Patching ThreadPoolExecutor to handle Errors
In this post I’ll describe an important patch that you always want to use
when using a ThreadPoolExecutor
(or any ExecutorService
) in Java.
Edit (2017-11-05): Since JDK 8u92, there is a new option called -XX:ExitOnOutOfMemoryError
that can effectively be used instead.
The patch intends to mitigate the unexpected death of threads, and mitigate the impact that they have on your application.

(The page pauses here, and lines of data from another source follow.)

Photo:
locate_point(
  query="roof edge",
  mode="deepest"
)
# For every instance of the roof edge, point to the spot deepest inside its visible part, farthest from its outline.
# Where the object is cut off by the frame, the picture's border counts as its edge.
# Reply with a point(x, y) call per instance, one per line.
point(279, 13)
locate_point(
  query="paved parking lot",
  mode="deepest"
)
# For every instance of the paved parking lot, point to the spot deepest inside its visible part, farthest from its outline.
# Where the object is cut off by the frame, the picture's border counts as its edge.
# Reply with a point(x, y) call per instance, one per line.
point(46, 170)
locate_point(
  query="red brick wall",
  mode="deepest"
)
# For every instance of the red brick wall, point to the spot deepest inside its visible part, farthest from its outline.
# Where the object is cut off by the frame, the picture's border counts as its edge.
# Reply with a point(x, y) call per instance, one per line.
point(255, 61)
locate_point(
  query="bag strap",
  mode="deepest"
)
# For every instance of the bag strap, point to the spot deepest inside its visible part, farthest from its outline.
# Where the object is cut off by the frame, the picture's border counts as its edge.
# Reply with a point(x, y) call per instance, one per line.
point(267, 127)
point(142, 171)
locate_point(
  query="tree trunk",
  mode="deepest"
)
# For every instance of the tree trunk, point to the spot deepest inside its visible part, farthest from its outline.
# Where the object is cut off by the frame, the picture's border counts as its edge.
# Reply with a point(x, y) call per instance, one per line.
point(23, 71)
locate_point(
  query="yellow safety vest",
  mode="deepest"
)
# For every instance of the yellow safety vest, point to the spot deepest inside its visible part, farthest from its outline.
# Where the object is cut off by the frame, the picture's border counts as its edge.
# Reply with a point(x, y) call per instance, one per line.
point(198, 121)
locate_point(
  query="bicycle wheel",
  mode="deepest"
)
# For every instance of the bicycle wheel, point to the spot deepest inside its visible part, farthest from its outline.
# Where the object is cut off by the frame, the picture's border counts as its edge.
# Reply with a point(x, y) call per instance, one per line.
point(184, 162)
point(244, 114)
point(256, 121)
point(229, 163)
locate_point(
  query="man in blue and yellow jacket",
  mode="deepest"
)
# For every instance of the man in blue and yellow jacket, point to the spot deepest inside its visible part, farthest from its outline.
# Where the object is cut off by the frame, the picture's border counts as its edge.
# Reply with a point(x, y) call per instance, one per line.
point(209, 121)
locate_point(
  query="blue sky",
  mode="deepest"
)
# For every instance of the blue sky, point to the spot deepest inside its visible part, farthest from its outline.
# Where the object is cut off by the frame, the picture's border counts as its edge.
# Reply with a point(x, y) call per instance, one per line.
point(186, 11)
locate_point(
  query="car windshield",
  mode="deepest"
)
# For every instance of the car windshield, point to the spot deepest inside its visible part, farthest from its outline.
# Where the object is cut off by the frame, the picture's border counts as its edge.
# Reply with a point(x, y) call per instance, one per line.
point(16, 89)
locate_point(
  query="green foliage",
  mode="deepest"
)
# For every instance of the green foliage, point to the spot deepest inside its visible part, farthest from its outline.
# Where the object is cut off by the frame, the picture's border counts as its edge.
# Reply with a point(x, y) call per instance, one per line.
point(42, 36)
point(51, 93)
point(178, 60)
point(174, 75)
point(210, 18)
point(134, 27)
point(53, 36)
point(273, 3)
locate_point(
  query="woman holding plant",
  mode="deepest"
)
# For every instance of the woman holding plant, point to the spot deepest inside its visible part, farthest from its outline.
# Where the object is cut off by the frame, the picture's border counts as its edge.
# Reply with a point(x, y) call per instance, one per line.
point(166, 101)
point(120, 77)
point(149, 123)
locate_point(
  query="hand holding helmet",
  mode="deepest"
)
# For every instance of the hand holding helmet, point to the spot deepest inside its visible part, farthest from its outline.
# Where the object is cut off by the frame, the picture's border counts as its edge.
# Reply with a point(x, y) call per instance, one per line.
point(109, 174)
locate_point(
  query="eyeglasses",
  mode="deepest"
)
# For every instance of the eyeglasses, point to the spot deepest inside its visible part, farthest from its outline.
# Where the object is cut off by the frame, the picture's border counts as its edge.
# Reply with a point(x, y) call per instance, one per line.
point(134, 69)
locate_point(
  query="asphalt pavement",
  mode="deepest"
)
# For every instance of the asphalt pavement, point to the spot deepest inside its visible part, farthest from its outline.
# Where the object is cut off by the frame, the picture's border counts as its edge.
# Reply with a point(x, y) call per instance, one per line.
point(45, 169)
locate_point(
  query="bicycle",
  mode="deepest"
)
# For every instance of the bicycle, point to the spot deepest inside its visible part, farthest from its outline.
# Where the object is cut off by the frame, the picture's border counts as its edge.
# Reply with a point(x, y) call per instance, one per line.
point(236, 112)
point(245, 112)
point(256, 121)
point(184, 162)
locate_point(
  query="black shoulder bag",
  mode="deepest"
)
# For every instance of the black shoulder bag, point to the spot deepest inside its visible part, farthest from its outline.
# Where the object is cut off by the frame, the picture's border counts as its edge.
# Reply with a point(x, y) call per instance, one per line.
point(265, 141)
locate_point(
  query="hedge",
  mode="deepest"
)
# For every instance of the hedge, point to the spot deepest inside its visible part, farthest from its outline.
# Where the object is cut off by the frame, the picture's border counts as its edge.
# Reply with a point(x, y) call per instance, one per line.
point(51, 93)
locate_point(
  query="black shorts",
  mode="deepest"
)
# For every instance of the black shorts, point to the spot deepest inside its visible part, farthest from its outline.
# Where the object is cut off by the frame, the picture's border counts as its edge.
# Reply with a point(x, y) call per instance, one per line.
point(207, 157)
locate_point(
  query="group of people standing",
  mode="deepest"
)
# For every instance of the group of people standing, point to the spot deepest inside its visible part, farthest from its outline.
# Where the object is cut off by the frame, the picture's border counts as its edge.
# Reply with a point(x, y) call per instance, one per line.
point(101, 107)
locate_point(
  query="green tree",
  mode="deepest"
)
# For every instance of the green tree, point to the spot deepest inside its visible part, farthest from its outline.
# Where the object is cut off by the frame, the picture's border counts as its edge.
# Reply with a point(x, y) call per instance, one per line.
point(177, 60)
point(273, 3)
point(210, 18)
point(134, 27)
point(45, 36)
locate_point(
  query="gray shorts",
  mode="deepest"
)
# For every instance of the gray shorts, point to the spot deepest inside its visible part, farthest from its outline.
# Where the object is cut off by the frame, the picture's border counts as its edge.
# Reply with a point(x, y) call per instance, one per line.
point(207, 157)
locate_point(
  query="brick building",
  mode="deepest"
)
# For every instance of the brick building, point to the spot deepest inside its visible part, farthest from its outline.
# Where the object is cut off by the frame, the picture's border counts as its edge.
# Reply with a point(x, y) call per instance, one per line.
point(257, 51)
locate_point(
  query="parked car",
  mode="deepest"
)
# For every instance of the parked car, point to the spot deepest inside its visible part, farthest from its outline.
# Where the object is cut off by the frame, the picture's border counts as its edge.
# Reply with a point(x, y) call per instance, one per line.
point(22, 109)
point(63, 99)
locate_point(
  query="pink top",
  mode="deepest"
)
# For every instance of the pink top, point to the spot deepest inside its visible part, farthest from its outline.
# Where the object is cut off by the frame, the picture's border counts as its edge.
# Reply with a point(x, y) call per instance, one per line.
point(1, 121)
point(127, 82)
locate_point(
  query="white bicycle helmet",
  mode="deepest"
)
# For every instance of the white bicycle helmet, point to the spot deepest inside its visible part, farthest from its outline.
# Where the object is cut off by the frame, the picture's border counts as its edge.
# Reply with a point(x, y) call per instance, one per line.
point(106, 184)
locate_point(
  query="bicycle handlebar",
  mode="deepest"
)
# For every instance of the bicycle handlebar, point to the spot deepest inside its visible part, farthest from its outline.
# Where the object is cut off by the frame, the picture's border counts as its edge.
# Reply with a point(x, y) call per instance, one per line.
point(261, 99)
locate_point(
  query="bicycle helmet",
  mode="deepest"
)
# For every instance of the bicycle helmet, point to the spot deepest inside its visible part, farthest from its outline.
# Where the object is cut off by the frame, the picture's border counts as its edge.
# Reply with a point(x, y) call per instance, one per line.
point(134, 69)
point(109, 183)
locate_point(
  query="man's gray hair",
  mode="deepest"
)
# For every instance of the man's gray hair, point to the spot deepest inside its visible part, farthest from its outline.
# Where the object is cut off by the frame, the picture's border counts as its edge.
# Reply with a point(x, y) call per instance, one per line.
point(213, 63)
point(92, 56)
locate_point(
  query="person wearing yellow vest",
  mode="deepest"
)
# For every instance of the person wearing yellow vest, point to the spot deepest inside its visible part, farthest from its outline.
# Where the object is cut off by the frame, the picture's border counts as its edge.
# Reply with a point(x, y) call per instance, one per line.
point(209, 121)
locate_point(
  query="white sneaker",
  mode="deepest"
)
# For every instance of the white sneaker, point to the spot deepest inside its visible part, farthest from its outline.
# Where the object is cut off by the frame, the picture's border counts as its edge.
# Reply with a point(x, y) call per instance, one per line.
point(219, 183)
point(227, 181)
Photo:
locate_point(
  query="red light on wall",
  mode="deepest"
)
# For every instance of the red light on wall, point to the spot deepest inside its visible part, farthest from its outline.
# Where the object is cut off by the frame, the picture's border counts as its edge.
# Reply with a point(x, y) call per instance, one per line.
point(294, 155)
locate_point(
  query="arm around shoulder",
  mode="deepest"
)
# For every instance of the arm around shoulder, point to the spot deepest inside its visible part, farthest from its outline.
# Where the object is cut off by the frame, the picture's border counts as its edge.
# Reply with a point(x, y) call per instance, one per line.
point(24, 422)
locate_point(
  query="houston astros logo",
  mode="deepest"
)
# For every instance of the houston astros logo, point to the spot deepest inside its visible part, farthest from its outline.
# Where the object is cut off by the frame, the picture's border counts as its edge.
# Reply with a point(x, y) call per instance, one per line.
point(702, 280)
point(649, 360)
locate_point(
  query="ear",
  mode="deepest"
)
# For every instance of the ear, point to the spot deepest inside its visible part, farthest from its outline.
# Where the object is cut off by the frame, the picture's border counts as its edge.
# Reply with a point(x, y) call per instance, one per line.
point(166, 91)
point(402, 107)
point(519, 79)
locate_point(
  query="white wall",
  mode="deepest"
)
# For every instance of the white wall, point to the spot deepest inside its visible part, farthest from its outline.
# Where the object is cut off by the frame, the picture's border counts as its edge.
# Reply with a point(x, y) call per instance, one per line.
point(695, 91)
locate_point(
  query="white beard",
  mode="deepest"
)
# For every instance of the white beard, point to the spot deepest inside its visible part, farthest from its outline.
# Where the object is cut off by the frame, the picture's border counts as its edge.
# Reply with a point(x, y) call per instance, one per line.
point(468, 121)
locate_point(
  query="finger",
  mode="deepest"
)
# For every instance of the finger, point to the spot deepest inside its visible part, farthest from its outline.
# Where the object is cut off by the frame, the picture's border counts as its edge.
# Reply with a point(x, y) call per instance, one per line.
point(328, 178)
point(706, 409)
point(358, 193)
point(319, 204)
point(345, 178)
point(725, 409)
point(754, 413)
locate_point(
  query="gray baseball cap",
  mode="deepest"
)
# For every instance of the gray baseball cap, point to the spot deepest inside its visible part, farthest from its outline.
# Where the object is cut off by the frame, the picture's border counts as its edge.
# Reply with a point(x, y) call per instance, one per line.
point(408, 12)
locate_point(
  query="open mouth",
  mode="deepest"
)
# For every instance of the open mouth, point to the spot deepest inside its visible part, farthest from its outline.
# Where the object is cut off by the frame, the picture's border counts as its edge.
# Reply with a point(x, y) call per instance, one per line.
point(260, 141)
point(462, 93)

To help illustrate illustrate this, here is an example project with a very nasty thread eating up all memory:
public class Example {
private static final int MESSAGE_SIZE = 1024 * 1000;
public static void main(String[] argv) throws Exception {
final ExecutorService executor =
new ThreadPoolExecutor(2, 2, 0L, TimeUnit.MILLISECONDS, new LinkedBlockingQueue<>());
final TransferQueue<long[]> queue = new LinkedTransferQueue<>();
executor.submit(new BadThread());
executor.submit(() -> {
while (true) {
queue.transfer(new long[MESSAGE_SIZE]);
}
});
while (true) {
System.out.println("main: waiting for message...");
queue.take();
System.out.println("main: OK");
Thread.sleep(500);
}
}
/**
* A bad thread eating up all available memory and holding on to it.
*/
static class BadThread implements Callable<Void> {
@Override
public Void call() throws Exception {
Thread.sleep(1000);
System.out.println("BadThread: Start 'borrowing' memory...");
final List<Long> list = new ArrayList<>();
while (true) {
try {
list.add(0L);
} catch (final OutOfMemoryError error) {
System.out.println("BadThread: Hold on to OOM: " + error);
Thread.sleep(10000);
}
}
}
}
}
Compile and run this application with -Xmx16m
.
You should see something like the following:
main: waiting for message...
main: OK
main: waiting for message...
main: OK
BadThread: Start 'borrowing' memory...
main: waiting for message...
main: OK
BadThread: Hold on to OOM: java.lang.OutOfMemoryError: Java heap space
main: waiting for message...
...
The application is stuck, we are no longer seeing any main: OK
messages.
No stack traces, nothing.
The reason is that out coordinator thread allocates memory for its message,
this means that it could be the target of an OutOfMemoryError
when the
allocation fails because BadThread
has locked up all available memory and is
refusing to die.
This state is when it gets interesting. ThreadPoolExecutor
will, as per documentation, happily catch and
swallow any exception being thrown in one of its tasks.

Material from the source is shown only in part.